To the dozens of African migrants drowning in the Gulf of Aden after their boat capsized, the approaching dhow must have seemed like a lifeline. It was -- but not for them.
Instead, the crew of the second boat ordered their own human cargo into the shark-infested waters and plucked only their smuggler colleagues out of the sea before heading back toward Somalia.
At least 107 of the Somali and Ethiopian migrants who had boarded the boats in Puntland in Somalia drowned and were buried near the beach on Yemen's coast.
Ron Redmond, a spokesman for the UN High Commissioner for Refugees in Geneva, said on Friday that the Yemeni coast guard, which arrived at the scene several hours after the first boat capsized on Monday, had saved about 40 people.
Initially, it was thought that 30 people had died. But after piecing together information from survivors, UN officials realized the death toll was far higher -- and the circumstances more cruel.
"It seems that there were four smuggling boats that set off together," Redmond said. "When one capsized, a second boat threw its migrants overboard and saved the smugglers. The other two boats made it to Yemen where they offloaded their passengers."
The tragedy highlights the danger, cruelty and scale of the people smuggling operation in the Horn of Africa. Last year the UN recorded 27,000 people, mainly Ethiopians and Somalis, arriving in Yemen after crossing the Gulf of Aden.
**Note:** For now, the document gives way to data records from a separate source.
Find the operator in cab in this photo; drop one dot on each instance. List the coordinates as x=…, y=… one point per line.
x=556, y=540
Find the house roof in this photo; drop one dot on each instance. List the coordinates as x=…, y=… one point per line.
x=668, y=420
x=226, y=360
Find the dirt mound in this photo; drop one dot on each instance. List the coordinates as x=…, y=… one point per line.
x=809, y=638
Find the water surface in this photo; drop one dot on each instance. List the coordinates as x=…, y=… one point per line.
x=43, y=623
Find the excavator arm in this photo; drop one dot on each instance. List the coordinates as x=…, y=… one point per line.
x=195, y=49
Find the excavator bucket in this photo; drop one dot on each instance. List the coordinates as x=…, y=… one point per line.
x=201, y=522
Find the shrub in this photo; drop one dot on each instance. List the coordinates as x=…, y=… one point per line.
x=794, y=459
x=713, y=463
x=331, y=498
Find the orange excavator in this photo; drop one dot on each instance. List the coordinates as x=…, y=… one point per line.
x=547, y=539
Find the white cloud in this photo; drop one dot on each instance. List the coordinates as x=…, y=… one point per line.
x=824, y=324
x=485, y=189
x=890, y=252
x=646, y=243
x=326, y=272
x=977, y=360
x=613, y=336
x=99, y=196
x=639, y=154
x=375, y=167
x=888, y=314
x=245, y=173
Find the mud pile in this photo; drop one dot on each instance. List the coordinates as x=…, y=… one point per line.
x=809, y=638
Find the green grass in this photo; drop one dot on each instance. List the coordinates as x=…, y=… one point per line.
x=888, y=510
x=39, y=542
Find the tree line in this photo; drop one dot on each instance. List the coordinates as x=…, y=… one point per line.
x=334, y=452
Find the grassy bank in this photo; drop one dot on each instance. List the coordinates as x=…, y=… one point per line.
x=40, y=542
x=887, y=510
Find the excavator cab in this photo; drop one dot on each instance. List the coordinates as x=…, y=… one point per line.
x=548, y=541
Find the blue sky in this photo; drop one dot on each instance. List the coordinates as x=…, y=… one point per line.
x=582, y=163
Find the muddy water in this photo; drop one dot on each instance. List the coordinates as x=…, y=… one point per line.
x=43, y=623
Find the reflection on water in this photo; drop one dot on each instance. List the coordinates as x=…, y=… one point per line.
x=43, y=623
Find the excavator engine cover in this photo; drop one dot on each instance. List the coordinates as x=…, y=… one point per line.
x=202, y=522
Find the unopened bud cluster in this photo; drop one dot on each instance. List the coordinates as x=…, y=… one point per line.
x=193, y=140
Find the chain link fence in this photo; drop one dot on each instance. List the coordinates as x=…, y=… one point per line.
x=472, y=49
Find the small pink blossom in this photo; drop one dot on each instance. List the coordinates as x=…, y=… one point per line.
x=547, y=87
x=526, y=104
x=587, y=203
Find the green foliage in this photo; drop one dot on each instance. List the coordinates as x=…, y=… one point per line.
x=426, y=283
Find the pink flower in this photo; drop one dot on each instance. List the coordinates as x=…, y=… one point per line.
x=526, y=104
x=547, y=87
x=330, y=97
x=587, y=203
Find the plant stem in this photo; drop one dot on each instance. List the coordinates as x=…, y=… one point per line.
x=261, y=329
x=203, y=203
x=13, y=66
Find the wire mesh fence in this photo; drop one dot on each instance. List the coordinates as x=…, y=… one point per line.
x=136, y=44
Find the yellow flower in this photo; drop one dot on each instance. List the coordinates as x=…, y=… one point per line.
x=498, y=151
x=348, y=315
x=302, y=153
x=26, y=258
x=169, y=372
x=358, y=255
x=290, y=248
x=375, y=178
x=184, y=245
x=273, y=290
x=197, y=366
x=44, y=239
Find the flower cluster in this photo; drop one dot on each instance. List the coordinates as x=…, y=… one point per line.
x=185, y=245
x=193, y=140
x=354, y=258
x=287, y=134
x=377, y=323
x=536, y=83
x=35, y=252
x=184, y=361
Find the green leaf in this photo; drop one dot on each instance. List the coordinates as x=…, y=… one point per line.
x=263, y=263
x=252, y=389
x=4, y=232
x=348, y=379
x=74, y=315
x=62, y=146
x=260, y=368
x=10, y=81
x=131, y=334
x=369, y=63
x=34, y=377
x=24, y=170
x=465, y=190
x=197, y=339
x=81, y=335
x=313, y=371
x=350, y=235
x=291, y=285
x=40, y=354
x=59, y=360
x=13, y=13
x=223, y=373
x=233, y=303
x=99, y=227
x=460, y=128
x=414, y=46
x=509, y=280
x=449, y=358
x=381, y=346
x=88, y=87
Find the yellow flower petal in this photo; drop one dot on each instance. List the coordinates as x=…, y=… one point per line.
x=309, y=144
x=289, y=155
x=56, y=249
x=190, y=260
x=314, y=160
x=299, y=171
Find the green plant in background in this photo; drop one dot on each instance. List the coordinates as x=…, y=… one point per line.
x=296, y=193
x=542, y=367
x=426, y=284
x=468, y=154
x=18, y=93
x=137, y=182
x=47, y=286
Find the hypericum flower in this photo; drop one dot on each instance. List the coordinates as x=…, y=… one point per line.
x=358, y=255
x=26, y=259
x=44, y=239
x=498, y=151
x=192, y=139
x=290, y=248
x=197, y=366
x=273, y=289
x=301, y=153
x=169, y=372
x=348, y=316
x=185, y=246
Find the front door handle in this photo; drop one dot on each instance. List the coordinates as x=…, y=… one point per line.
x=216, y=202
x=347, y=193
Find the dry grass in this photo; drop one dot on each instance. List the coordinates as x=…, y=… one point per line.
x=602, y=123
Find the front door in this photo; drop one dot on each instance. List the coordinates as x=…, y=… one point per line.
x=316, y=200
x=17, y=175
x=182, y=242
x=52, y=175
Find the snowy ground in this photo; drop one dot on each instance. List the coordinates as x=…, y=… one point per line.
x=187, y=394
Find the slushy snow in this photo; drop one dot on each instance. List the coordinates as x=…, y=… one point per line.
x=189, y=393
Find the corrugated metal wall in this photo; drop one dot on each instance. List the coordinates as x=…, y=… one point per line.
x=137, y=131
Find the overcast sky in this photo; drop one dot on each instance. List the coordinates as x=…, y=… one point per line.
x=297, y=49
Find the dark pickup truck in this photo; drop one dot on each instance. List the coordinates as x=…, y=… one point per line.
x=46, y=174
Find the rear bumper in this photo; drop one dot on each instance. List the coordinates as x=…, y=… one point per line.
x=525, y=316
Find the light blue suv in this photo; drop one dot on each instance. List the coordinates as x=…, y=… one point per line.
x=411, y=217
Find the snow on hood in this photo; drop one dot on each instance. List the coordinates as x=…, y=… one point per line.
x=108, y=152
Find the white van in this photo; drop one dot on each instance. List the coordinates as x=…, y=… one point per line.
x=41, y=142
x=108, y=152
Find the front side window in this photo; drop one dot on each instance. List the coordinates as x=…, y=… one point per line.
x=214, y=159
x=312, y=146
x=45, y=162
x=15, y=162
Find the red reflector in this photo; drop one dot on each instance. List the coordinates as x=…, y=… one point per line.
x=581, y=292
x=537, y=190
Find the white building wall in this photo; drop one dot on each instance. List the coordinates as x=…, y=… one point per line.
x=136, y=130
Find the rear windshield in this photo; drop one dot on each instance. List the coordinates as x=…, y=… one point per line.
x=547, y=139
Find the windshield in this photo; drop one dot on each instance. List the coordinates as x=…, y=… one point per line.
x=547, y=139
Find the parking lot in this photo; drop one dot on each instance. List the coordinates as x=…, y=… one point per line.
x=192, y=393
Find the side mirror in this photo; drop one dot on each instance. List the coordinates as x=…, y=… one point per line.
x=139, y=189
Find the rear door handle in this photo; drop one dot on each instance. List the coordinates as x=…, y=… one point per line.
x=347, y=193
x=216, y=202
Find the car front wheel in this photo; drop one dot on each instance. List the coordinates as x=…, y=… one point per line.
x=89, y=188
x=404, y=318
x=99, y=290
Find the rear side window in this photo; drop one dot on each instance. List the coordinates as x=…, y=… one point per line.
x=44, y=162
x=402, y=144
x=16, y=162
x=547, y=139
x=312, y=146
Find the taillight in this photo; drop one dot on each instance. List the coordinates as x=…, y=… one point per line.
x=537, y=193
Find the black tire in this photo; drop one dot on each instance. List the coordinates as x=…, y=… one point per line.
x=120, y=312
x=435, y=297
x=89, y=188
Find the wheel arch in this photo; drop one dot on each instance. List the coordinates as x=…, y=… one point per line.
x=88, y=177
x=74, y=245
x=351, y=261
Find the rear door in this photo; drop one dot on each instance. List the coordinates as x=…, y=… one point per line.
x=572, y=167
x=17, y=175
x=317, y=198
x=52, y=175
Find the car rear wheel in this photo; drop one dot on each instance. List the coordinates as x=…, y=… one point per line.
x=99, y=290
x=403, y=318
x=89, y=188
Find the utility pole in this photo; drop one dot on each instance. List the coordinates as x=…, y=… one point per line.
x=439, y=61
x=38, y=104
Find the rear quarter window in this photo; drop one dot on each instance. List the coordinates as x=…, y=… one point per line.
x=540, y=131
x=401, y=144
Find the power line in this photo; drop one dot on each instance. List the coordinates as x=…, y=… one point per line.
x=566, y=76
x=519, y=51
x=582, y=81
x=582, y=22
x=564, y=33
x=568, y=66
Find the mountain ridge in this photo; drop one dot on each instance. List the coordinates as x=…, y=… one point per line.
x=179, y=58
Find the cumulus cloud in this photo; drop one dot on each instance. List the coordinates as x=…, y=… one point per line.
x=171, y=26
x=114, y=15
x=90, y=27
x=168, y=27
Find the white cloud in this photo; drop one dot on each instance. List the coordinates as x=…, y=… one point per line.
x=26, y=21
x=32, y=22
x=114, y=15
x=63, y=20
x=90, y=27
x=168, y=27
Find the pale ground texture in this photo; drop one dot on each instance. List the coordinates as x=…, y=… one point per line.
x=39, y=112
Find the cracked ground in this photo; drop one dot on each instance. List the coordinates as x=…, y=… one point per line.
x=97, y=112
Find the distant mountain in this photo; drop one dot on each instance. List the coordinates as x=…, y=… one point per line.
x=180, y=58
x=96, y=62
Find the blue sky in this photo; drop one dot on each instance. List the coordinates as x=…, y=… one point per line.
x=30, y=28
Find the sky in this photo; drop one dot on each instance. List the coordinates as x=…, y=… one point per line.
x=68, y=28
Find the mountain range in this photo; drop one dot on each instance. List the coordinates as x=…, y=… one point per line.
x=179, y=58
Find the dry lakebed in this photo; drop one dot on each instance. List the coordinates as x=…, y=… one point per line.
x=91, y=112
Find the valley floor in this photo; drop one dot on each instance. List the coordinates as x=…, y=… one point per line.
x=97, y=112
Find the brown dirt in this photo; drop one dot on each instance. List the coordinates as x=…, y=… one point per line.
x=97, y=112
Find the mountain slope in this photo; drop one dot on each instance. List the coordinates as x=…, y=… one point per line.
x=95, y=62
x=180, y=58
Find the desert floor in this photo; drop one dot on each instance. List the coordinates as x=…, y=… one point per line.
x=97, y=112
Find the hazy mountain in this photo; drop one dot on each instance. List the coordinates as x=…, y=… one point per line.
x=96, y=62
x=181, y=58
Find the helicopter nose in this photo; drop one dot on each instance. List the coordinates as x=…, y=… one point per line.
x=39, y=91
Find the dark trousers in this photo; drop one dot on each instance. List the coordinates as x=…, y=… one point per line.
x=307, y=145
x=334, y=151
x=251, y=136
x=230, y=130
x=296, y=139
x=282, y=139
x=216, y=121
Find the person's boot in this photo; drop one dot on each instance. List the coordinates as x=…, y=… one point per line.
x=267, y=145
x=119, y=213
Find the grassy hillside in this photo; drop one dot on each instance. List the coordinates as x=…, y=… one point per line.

Some were asylum seekers fleeing insecurity in Somalia, but most were economic migrants with dreams of finding work in Saudi Arabia and elsewhere in the Middle East. Yemen is seen as a soft target as it gives Somalis refugee status. Smugglers charge between US$40 and US$100.
More than 300 migrants are known to have died at sea last year, but the true toll may be far higher, as the UN and Yemeni authorities are often not told of accidents.
The Somali people smugglers have always had a reputation for cruelty, but it seems they have become even more ruthless.
William Lorenz, of the International Organization for Migration said he had heard about an Ethiopian boy who was the only survivor on one dhow.
"The only reason he was not thrown overboard when the boat ran into trouble was because the smugglers needed him to bail out water."